連続強化と間欠強化 それぞれのメリット・デメリット
間欠強化のメリットとしては報酬をもらえた時に喜べるということがあるでしょう。 いつももらえる訳ではない分、もらえることにフォーカスがされるのですね。 間欠強化のデメリットとしてはいつも報酬をもらえるとは限らないことが挙げられます。 せっかく頑張ってももらえない場合があるからですね。 連続強化のメリットとしてはいつも報酬がもらえることですね。 連続強化のデメリットとしては報酬をもらえなかった時にモチベーションが下がってしまうことです。いつももらえている分もらえなかった時のことがフォーカスされてしまうのでしょう。
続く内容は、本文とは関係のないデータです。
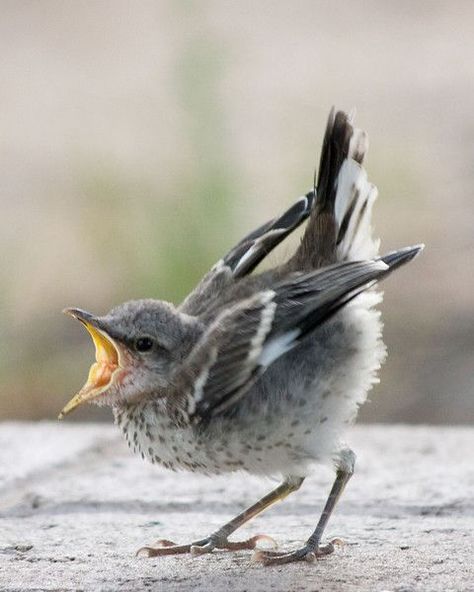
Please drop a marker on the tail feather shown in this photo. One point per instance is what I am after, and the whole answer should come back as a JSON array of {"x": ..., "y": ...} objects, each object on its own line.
[{"x": 339, "y": 228}]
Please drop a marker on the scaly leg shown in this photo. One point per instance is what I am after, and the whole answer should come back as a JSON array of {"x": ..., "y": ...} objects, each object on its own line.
[
  {"x": 312, "y": 547},
  {"x": 219, "y": 539}
]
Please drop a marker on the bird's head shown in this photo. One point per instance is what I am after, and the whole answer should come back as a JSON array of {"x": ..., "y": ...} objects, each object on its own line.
[{"x": 137, "y": 346}]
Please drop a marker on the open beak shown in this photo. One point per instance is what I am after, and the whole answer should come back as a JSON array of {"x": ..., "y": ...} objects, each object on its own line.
[{"x": 103, "y": 371}]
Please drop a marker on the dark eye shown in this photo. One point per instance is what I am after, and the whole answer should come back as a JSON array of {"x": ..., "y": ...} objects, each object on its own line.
[{"x": 143, "y": 344}]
間欠強化を使った方がいい場面は、例えば子どもの教育でテストの点数を上げたい場合や、相手から好かれたい場合でしょう。 毎回ではなく不定期に報酬を得るようにする(部分強化とも言います)。そうすると、何回かに1回は報酬をもらえることを体験するので、その行動を止めてしまうと報酬を得る機会をなくしてしまうので行動を止められなくなります。 一方で連続強化を使った方がいい場面は何か悪い習慣や癖を矯正するときなどが挙げられるでしょう。 例えばダイエット中にお菓子を食べてしまったら絶対に10kmのランニングをする、などを自分に課すことなどが挙げられます。 これはお菓子を食べてもたまにランニングすればいいという間欠強化では成果が出ないですよね。
間欠強化に関するスキーナの実験
間欠強化に関する実験を行ったのが、アメリカの心理学者のスキーナです。AとBのボックス両方にそれぞれマウスを入れ、Aはマウスがレバーを押せば必ず餌が出てくる装置(連続強化)を、Bはマウスがレバーを押してもたまにしか餌が出てこない装置(間欠強化)を設置したのです。 そうすることにより、Aのマウスはレバーを押せば餌が出てくると覚えているので、押しても餌が出てこなくなるとすぐにレバーを押すことを止めてしまいましたが、Bのマウスはレバーを押しても餌がたまにしか出てこないことを知っているので、餌が出てくるまで押し続けた、という事です。 このことから、連続強化で毎回報酬を得ると飽きやすくなってしまう事、そして、間欠強化でたまにしか報酬を得ることができないと、その報酬を得るまで諦めずに頑張り続けることができるという事がわかったのです。
間欠強化の活かし方
スキーナの実験でもわかったように、間欠強化で報酬がたまにある方が人も動物もハマりやすく、間欠強化と連続強化をうまく実生活に取り入れていくことが、様々な事柄を円滑に進めるうえで重要なことがわかりました。 では、どのようにして間欠強化を実生活に取り入れていけばいいのかを具体例を挙げてみていきましょう。
【恋愛編】じらしによる駆け引き
恋愛中は、メールやラインで連絡をいつも取り合いたい!と考えている女子は多いと思いますが、もし彼の気持ちを長く自分に集中させておきたいならば、連絡をする頻度は少なくしましょう。 彼がメールをするとすぐに返信がある、という事は連続強化を彼に与えていることになります。そうすると、先ほどのマウスのように飽きてしまうのです。 彼がメールをくれたとしてもすぐに返信するのではなく、間欠強化を使ってたまに返信しない時があるくらいのように、少し焦らすくらいがちょうどいいでしょう。 時折ある刺激(報酬)の方が相手がのめり込みやすくなるのです。
【教育編】テストでいい点を取る
テストで80点を取ったときに、お母さんが褒めてくれたが、次のテストで85点の時には褒めてもらえなかったとします(間欠強化における強化子の不連続)。連続して褒められると思っていたはずの子供にとっては、次にまたご褒美をもらえるように勉強を頑張りやる気を出す、というわけです。
【ビジネス編】営業成績を上げる
営業職に対しては歩合制を導入している企業が多いですが、時折キャンペーンなどを設けお給料以外のやる気を引き出させる特典を付けることがあります。いつものお給料以外で報酬を得られる、というところに魅力を感じ、仕事を頑張るのです。
間欠強化や連続強化はオペラント条件付けの一部
オペラント条件付けとは、ある行動をした結果、環境がどう変化したかを経験することによって、自発的に環境に適応する行動を学習することです。報酬や罰に適応して自発的に行動を行うようになります。 自発的に生じた行動のことを「オペラント行動」と言います。 オペラント行動を増加させるための刺激として報酬や罰があり、この報酬や罰が毎回得られるのが連続強化、時折得られるのが間欠強化というわけです。 要するに、間欠強化や連続強化とは報酬や罰の頻度が異なるだけで、両者ともオペラント条件付けの一部とも言えます。
連続強化と間欠強化をうまく生活に取り入れる
もしあなたが恋愛中だった場合、相手を長く自分に引き付けておきたいと思うならば間欠強化をうまく活用してみましょう。 具体的には、メールやラインの場合であれば数回に1回返事をしてみたり、直接会っているのならば相手の行動に対して過剰に反応せず、平静を保つという事です。 そうした中で、時折笑顔を見せたり、優しい言葉をかけてあげれば、相手はどんどんあなたにハマっていきます。 子供の教育に活かしたい場合やペットのしつけをしたい場合は、最初の数回は連続強化で褒めてあげたり、ご褒美をあげます。 その際は大げさなものではなく、小さなご褒美にしてください。 その報酬を得ることに相手が慣れてしまう前に、間欠強化へと切り替えていくと、相手のやる気を引き出した状態で継続させることができます。 このように、周りの人たちにやる気を出させたり、相手を惹きつけたりするには、連続強化や間欠強化をうまく生活に取り入れることです。 実生活でぜひ試してみてはいかがでしょうか。